Senior management and the board sit above the three lines and stay accountable for model-driven decisions even when the model is outsourced and highly automated. "The vendor's model did it" has never been a defense, and it is a weaker one for an LLM where the vendor will not show you the model.
A worked example
A bank deploys an LLM-based AML triage assistant that drafts narratives for suspicious-activity review. Tier 1, because a missed alert is a regulatory and legal exposure.

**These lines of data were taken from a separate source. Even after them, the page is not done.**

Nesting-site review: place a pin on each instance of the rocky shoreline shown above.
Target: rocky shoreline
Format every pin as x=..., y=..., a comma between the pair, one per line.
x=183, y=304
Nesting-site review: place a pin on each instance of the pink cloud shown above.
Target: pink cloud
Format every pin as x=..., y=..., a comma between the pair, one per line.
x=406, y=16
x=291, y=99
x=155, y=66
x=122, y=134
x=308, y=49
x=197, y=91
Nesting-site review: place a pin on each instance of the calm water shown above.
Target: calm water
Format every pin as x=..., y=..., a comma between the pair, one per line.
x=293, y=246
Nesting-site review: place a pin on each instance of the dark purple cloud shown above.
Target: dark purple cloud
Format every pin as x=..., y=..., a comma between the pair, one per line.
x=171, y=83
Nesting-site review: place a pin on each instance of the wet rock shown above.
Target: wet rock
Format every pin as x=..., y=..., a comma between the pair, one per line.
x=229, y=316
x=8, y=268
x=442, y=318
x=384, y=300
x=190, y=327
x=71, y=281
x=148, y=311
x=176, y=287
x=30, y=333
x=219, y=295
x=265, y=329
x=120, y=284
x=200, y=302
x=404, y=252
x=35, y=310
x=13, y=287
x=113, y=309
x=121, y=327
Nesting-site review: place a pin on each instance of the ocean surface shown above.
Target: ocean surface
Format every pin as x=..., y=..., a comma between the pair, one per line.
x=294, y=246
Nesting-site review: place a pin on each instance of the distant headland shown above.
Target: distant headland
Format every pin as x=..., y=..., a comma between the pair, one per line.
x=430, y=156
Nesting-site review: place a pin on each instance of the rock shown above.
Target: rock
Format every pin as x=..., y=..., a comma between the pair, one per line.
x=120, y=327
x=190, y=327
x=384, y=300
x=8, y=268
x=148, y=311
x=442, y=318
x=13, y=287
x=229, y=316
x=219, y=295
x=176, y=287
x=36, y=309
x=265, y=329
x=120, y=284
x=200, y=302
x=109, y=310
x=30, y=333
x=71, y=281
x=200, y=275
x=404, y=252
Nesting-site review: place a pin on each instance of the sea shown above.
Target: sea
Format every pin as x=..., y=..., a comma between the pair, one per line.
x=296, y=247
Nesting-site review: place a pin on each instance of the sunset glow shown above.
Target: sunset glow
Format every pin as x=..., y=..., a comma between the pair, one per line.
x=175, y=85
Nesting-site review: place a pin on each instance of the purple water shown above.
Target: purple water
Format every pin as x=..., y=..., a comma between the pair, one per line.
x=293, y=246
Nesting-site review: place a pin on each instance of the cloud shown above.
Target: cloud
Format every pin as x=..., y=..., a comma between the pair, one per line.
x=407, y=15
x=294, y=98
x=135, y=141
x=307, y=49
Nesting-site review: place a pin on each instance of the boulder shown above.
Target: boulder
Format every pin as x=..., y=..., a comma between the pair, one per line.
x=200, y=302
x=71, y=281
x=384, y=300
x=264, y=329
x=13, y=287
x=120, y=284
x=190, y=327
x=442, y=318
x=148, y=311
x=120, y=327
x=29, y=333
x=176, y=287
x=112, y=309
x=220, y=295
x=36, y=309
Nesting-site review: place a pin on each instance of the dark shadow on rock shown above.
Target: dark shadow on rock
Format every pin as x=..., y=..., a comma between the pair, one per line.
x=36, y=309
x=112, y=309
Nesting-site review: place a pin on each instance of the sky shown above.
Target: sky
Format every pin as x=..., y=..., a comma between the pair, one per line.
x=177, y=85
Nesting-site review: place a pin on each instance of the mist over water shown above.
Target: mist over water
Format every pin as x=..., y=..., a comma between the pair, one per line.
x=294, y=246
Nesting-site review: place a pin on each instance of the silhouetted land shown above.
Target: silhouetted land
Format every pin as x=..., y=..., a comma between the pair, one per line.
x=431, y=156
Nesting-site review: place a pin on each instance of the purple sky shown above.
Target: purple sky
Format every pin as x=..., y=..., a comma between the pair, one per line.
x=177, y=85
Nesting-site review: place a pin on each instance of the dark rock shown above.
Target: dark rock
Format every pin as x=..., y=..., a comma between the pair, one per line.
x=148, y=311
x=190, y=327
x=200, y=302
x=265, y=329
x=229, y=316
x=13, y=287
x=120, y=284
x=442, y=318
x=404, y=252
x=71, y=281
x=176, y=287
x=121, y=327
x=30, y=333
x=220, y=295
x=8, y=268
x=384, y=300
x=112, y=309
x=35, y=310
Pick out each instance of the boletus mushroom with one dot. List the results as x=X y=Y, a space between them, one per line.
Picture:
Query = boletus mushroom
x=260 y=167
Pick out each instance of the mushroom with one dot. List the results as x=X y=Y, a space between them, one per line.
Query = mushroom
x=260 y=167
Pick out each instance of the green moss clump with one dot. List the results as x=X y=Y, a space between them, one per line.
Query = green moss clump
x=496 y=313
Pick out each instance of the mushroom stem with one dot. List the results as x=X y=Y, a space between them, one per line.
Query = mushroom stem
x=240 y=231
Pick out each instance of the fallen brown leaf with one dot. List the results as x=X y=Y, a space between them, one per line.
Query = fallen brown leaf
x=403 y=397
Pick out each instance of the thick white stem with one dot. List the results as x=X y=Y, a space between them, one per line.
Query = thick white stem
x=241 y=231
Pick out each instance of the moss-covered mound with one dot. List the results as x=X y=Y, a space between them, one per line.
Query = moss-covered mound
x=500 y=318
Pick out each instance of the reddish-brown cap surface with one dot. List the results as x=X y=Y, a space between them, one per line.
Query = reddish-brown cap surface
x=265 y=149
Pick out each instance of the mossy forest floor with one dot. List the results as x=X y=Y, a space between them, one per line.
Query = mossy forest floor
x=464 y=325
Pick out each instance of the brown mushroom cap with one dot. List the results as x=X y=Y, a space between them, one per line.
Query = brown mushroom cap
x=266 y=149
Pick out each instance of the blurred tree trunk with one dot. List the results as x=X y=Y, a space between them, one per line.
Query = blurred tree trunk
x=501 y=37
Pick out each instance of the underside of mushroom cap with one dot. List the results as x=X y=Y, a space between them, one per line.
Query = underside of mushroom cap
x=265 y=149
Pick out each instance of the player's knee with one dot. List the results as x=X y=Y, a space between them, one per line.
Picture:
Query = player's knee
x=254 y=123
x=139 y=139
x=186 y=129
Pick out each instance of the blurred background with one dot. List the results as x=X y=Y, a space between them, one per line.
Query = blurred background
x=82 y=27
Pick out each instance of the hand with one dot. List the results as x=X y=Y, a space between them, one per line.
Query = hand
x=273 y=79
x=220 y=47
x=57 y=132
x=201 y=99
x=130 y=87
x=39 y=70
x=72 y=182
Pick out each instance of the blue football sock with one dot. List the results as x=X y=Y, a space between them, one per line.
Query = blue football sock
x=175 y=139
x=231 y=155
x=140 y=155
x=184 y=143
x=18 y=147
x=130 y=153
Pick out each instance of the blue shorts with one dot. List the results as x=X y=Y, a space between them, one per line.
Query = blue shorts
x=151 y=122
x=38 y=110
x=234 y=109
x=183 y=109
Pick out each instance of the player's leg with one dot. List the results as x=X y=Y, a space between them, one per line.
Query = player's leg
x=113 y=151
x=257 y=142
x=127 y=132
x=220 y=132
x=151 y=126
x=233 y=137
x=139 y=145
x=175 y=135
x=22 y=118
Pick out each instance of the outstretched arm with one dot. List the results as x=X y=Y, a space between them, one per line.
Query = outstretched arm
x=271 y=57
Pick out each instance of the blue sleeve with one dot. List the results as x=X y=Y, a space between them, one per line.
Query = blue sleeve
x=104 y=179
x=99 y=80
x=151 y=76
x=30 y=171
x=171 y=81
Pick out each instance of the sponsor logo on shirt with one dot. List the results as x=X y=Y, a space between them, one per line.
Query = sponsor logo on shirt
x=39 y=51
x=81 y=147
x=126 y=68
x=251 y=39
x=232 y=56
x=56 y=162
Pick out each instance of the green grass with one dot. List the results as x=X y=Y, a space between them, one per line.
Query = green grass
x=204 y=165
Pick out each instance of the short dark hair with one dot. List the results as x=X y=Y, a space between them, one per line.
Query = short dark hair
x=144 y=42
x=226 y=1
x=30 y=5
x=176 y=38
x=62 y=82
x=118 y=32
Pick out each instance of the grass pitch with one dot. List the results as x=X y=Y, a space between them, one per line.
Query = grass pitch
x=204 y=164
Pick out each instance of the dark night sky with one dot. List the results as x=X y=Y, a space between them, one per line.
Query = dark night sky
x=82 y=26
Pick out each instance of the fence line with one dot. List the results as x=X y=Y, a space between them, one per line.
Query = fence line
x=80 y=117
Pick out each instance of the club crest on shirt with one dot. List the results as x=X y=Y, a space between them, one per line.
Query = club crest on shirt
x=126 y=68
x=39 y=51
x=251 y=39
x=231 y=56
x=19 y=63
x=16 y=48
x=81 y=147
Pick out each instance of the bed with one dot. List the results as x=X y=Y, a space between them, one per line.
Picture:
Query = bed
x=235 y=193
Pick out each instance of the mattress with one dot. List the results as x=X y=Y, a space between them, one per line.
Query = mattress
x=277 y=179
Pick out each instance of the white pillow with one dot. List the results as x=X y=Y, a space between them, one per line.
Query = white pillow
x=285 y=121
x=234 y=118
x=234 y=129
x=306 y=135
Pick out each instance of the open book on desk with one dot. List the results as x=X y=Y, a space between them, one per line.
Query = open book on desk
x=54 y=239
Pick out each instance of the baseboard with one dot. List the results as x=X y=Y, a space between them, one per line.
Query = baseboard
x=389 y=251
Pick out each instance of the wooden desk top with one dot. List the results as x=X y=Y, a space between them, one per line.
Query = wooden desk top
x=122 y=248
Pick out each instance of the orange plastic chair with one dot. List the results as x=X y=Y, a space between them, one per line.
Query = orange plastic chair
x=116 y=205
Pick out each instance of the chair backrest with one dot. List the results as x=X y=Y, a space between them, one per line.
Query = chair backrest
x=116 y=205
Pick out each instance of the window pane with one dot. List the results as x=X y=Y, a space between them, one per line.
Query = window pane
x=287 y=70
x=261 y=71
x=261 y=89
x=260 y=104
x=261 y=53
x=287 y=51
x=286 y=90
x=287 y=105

The file shows: purpose and tier on page one; the production model as claude-haiku-4-5 at a named snapshot, live 2026-05-03; the system prompt and the typology rules injected at runtime, version-controlled; assumptions, including that the assistant drafts but a human analyst always disposes; the limitation that the model can fabricate a transaction detail, with the mitigation that every drafted narrative is checked against source records before filing.
Evidence: a 600-case eval on labeled historical alerts, run 2026-04-28, with precision and recall against analyst ground truth, owner R. Mehta (first line). Validation: an independent report from the second line accepting the model for tier-1 use with a condition that false-negative rate is monitored weekly, owner S. Lindqvist, dated 2026-05-01. Change log: the snapshot upgrade on 2026-05-03 has a ticket, a re-run of the eval, and a second-line re-approval before it went live.
An examiner reading this file can answer the only questions that matter: what is in production, who decided it was safe, on what evidence, and who is on the hook if it fails. None of those answers require opening the model.
Takeaway
The file is the deliverable. Build it so that a stranger can understand the model's limits, every material decision carries a named owner and a date, and every claim points to an artifact you can produce on request. For an LLM you cannot open, the documentation and the accountability chain are the substitute for inspection, and a well-kept file is the difference between a finding and a clean exam.